If a war comes, or a revolution, even, how would such affect the U.S.? Which of the two is likely to lose this version of "the Great Game" as the English used to call their rivalry in Central Asia with Imperial Russia. Many think the U.S. – and the Chinese leaders certainly think so – that the U.S. is a hopeless mongrel state and like to fall apart quite readily.
Maybe. Maybe not. We're a powder keg because of the Communists and their long-march through our institutions, and because we're a multi-racial society and that's just next to impossible to "de-powder keg" in the first place.
China, though, is a powder keg in that its core Han Chinese population, racist like few of us here can imagine, is under every imaginable pressure: their government is a kleptocracy unanswerable to any one (ours mirrors this, but we're far down the corruption totem pole compared to them), their government is staffed by thugs who rise to power not on competence but connections.
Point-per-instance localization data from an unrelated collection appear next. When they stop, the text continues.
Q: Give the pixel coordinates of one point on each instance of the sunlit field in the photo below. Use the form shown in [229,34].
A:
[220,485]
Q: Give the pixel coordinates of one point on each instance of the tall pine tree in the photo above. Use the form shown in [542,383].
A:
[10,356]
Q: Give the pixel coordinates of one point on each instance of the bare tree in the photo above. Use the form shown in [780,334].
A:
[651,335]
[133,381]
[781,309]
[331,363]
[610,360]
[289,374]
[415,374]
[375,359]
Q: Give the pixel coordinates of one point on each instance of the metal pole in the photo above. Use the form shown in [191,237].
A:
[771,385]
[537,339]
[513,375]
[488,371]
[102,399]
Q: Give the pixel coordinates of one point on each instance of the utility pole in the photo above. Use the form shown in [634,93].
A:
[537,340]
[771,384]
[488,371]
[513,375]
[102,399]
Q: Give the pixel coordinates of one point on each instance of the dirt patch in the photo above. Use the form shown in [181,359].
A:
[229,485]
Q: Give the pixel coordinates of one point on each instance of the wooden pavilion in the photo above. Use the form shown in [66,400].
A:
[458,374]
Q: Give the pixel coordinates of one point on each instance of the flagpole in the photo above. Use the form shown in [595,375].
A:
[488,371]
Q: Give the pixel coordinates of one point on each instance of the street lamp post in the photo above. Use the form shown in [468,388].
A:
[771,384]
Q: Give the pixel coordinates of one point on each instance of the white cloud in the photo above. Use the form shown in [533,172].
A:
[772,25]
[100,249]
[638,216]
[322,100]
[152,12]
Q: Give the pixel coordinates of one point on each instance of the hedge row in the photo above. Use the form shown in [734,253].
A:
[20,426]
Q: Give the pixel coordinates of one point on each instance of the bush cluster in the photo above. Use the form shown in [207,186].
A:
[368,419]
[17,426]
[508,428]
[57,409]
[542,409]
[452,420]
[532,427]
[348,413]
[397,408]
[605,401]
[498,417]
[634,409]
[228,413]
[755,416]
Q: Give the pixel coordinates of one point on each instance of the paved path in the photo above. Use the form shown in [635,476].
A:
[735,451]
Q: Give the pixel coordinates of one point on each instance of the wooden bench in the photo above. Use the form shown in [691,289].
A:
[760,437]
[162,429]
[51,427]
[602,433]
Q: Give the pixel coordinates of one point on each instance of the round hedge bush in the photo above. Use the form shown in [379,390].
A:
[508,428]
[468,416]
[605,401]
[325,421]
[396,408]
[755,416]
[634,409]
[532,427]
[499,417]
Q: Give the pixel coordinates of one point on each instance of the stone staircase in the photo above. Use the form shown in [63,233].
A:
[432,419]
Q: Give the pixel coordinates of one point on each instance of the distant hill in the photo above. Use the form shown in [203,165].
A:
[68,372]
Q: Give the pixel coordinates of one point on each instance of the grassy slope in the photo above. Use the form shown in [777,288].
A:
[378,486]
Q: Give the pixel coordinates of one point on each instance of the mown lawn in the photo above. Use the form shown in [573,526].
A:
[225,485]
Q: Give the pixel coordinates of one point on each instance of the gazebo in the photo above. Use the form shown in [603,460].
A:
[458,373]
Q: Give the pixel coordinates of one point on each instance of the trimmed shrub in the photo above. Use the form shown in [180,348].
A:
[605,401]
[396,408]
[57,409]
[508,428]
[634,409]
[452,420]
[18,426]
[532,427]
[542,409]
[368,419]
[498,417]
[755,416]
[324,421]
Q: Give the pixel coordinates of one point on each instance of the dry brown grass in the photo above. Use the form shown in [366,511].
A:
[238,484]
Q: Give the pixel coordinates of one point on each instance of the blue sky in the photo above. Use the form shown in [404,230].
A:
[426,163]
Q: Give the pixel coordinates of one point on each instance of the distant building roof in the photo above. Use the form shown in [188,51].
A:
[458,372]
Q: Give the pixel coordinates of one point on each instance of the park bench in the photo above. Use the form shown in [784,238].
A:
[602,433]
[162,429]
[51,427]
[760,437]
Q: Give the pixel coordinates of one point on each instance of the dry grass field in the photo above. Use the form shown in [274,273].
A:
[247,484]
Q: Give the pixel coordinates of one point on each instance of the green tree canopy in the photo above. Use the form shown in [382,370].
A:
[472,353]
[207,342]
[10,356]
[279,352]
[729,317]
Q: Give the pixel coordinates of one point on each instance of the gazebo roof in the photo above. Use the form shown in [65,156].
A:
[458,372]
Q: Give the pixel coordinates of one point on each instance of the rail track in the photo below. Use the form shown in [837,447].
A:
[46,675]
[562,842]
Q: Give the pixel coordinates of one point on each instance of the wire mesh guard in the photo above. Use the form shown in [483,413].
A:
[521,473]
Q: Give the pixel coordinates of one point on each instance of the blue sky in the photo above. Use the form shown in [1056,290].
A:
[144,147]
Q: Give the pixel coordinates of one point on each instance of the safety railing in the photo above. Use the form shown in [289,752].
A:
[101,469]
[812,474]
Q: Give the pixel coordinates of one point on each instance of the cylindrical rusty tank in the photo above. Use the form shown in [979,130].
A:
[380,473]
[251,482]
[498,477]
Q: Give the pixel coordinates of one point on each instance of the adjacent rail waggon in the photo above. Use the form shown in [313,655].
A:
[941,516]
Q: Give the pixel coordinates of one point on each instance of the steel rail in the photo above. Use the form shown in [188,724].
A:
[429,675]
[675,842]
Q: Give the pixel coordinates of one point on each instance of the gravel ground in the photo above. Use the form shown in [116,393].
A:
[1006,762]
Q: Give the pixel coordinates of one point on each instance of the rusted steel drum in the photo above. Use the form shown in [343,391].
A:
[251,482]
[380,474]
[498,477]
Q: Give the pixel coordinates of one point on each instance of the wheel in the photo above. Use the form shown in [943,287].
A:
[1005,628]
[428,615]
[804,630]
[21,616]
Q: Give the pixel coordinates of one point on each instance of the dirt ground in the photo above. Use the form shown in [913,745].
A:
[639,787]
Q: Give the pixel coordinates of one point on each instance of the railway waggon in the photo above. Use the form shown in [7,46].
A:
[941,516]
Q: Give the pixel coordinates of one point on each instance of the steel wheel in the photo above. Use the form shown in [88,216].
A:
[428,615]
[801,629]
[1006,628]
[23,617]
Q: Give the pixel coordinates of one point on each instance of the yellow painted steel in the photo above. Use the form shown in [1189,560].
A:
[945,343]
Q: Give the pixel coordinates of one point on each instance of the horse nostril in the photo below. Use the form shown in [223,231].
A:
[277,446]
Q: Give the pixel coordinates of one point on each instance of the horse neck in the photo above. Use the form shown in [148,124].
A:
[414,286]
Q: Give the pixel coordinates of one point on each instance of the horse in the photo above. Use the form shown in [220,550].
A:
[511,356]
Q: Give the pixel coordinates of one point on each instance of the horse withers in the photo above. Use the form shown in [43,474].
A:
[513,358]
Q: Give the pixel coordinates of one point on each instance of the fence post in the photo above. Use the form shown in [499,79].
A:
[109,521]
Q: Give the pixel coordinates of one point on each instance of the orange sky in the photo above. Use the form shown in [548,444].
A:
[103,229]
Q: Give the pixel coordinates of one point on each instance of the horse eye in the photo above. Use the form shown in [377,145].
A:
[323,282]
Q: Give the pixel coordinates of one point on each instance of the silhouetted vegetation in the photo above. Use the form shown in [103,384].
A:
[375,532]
Their government has forced the killings of 10s of millions -- maybe 100s of millions -- of babies, forcing a "One-Child Policy" that has left not only a completely unbalanced male to female population, but devastating psychological scars on just about everyone in the country. Even their physical health is shaky, and their environment massively polluted. Their "Capitalist" system is pure crony, and they hide the true state of their economy. Their real-estate and banking is very shaky. Their manufacturing depends on the goodwill of foreigners (especially the U.S.) whom they keep offending and insulting. They're loathed by the minorities in China and they've no friends outside their borders, except their pet slave, N. Korea. And to cap it all, they're just barely feeding themselves. A war or revolution of any sort will result in mass Chinese starvation.
So, all in all, I wouldn't trade places with them.